Does it get better? Is it time to abandon the book (my first one this year!)?

Actually, I loved it but was irritated with what you call the whimsical stuff from time to time. I think it is a great but strange book, an engaging story wonderfully but whimsically written. The one to abandon after 150 pages is probably The Satanic Verses. I "rested it" after 150 pages but didn't yet raise white flag.
post #1575 of 3283
12. Raising Steam

Raising Steam (Discworld, #40)Raising Steam by Terry Pratchett

My rating: 3 of 5 stars



After dozens of Discworld novels, Terry Pratchett only needs to crank out another in the series to be sure of an instant best-seller. These days, Discworld novels tend to provoke wry smiles of recognition rather than uproarious laughter. Earlier books in the series such as Eric and Guards, Guards took the franchise in unexpected new directions, but these days the books tend to follow well-worn paths and touch on familiar tropes.

Raising Steam is a Moist Lipwig novel, so we know what to expect. Lord Vetinari requires Moist to take over and run some public utility - in this case the railway that is inevitably coming after the invention of the steam locomotive. Moist resists the notion until the Patrician yet again offers to separate his head from his neck, at which point Moist agrees. Moist encounters chaos which needs to be sorted out and runs up against an implacable adversary - in this case fundamentalist reactionary dwarfs.

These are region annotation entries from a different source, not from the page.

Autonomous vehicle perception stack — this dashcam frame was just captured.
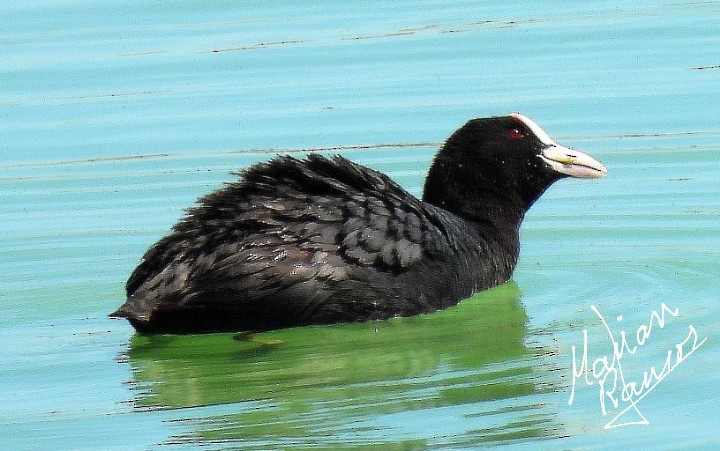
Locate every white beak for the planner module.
[538,143,607,179]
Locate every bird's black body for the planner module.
[113,115,604,333]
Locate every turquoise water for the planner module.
[0,1,720,449]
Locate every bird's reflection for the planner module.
[129,282,550,448]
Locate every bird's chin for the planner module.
[538,144,607,179]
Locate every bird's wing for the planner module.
[121,155,453,314]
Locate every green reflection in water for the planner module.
[129,283,552,447]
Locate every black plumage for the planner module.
[111,114,606,333]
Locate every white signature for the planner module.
[568,303,707,429]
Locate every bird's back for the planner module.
[116,155,495,332]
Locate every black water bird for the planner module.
[111,114,607,333]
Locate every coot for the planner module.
[111,114,607,333]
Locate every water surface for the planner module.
[0,1,720,449]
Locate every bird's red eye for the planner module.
[508,128,523,139]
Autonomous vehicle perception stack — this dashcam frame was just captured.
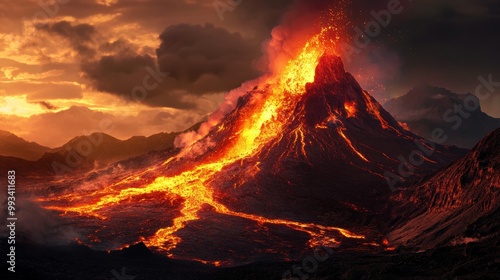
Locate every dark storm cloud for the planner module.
[82,24,260,109]
[37,21,97,57]
[156,24,260,95]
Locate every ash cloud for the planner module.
[32,101,59,110]
[156,24,260,95]
[36,21,97,57]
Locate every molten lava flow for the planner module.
[38,29,367,264]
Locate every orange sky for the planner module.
[0,0,500,147]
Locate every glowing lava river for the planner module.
[36,30,378,265]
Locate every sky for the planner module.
[0,0,500,147]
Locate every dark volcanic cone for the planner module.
[211,56,463,226]
[388,129,500,249]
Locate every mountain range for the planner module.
[384,85,500,149]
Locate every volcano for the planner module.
[37,50,463,265]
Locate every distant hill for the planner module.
[0,123,200,176]
[42,132,179,167]
[387,129,500,249]
[384,85,500,148]
[0,130,50,161]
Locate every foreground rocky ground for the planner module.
[0,238,500,280]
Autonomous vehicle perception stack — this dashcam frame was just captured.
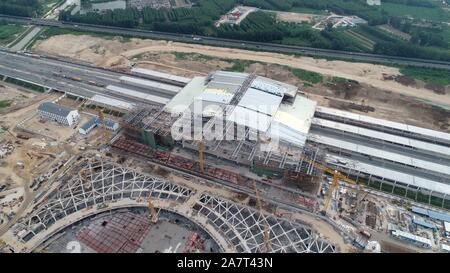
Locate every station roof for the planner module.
[326,154,450,195]
[392,229,431,246]
[411,206,450,222]
[164,77,205,114]
[91,95,135,110]
[270,96,317,146]
[317,106,450,142]
[312,118,450,157]
[309,134,450,175]
[413,218,436,229]
[38,102,75,117]
[120,76,181,94]
[131,67,191,84]
[106,85,170,104]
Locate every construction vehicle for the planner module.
[147,197,158,224]
[253,181,272,252]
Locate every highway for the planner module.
[0,15,450,70]
[0,50,171,107]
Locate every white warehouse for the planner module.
[37,102,80,126]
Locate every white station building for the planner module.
[37,102,80,126]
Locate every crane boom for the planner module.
[253,181,272,251]
[199,141,205,174]
[147,197,158,224]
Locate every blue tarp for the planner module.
[413,219,436,229]
[412,207,450,222]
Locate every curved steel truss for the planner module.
[13,159,336,253]
[194,194,336,253]
[16,160,193,241]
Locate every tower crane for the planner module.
[199,140,205,174]
[301,156,358,215]
[147,196,158,224]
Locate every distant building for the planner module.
[391,230,432,248]
[78,117,119,135]
[367,0,381,6]
[37,102,80,126]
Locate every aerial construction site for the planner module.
[0,23,450,253]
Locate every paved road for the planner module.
[11,27,42,51]
[0,50,171,104]
[0,15,450,70]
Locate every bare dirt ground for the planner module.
[34,35,450,131]
[276,11,317,23]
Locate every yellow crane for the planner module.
[98,108,109,147]
[147,196,158,224]
[296,154,358,215]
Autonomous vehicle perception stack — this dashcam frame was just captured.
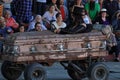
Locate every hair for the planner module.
[56,13,61,18]
[48,3,54,10]
[3,10,12,17]
[102,25,112,35]
[35,22,41,28]
[89,1,95,10]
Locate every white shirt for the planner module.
[52,21,66,29]
[37,0,46,3]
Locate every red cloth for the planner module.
[60,6,65,20]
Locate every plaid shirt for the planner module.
[15,0,32,22]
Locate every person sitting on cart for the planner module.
[102,25,119,61]
[51,13,66,33]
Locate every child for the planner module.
[102,25,119,61]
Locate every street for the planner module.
[0,63,120,80]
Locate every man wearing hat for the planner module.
[85,0,100,21]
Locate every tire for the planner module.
[1,61,22,80]
[24,63,46,80]
[67,61,85,80]
[88,63,109,80]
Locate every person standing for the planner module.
[15,0,33,29]
[36,0,47,15]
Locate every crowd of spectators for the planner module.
[0,0,120,60]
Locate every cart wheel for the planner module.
[1,61,22,80]
[88,63,109,80]
[67,61,85,80]
[24,63,46,80]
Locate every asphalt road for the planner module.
[0,63,120,80]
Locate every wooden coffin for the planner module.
[2,31,107,62]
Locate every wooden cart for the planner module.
[1,31,109,80]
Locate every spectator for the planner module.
[81,8,92,24]
[117,0,120,10]
[2,0,12,10]
[98,0,104,10]
[43,4,58,30]
[19,25,25,32]
[14,0,33,29]
[85,0,100,22]
[58,0,68,22]
[102,26,119,61]
[112,10,120,31]
[36,0,46,15]
[95,8,110,25]
[27,15,47,31]
[104,0,119,21]
[0,17,13,38]
[4,10,19,32]
[30,22,43,31]
[52,13,66,33]
[51,0,60,12]
[72,0,84,13]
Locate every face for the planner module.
[101,12,107,17]
[35,15,42,22]
[0,17,6,27]
[81,10,86,16]
[77,0,82,3]
[90,0,95,2]
[57,14,62,21]
[49,6,55,12]
[35,24,41,31]
[52,0,57,4]
[60,0,64,4]
[5,11,11,18]
[20,26,25,32]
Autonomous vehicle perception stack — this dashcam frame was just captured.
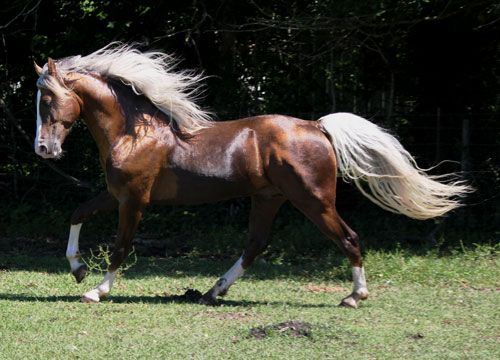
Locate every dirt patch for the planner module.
[250,321,312,339]
[164,289,203,303]
[408,333,425,340]
[198,309,255,322]
[304,284,349,293]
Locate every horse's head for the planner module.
[34,58,81,159]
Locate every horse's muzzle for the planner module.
[35,142,62,159]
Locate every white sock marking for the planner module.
[211,257,245,297]
[66,224,83,271]
[352,266,368,292]
[83,271,116,302]
[34,90,42,151]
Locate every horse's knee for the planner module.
[242,239,267,269]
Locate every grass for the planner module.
[0,245,500,359]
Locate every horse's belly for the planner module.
[151,169,258,205]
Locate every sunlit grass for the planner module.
[0,246,500,359]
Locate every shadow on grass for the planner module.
[0,254,350,281]
[0,293,335,308]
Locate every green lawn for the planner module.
[0,246,500,359]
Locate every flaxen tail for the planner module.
[318,113,473,220]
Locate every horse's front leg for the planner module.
[66,191,118,283]
[82,199,144,302]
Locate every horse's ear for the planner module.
[47,58,57,76]
[33,61,43,76]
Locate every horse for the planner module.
[34,43,471,308]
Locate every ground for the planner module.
[0,246,500,359]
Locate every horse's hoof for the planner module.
[339,296,358,309]
[72,264,87,284]
[198,294,219,306]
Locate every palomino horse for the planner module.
[34,43,469,307]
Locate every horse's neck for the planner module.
[75,76,126,165]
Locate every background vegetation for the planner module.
[0,0,500,256]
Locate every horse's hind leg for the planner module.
[66,191,118,283]
[200,195,285,305]
[294,199,368,308]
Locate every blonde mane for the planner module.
[38,42,212,133]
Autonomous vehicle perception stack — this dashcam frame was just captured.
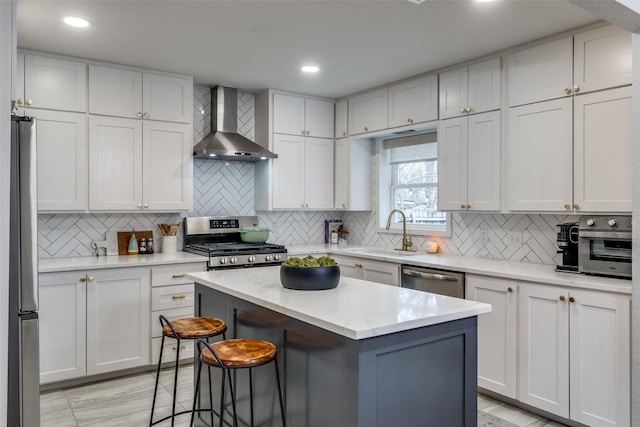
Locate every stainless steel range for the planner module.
[184,216,287,270]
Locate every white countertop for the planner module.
[287,244,632,294]
[38,252,209,273]
[187,266,491,340]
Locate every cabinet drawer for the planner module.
[151,338,195,365]
[151,262,206,286]
[151,306,193,338]
[151,283,193,311]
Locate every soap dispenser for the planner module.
[128,230,138,255]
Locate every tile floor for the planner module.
[40,365,563,427]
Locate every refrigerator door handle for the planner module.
[18,118,38,312]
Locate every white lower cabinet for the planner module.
[465,274,519,399]
[518,283,631,427]
[331,255,400,286]
[39,268,150,384]
[151,262,205,364]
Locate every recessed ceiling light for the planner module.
[64,16,91,28]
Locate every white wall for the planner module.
[0,0,16,426]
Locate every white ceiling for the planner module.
[17,0,598,98]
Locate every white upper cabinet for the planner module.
[509,25,631,107]
[334,99,349,139]
[573,25,632,93]
[24,55,87,112]
[273,93,334,138]
[334,138,373,211]
[349,88,388,135]
[273,134,334,210]
[438,111,501,211]
[506,98,573,212]
[89,116,193,212]
[25,109,88,212]
[439,57,502,119]
[388,74,438,128]
[508,37,573,107]
[573,86,633,212]
[89,65,193,123]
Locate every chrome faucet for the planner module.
[386,209,415,252]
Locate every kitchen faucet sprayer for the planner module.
[386,209,415,252]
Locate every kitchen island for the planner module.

Moist uses his con man's charm and resourcefulness to resolve a series of reverses, supported by his unrealistically intelligent, sexy and voracious wife Adora Belle (yuk!).

Death puts in the expected appearance in a scene that serves no other purpose than to allow Pratchett to tick a box in the recipe that Discworld readers now demand. In a way, Pratchett is now stuck in a formula that he cannot easily vary without putting his fans offside, and his days of surprising us with something different may be over. Raising Steam is a typical Discworld novel that lots of readers will enjoy, but it's no more than that.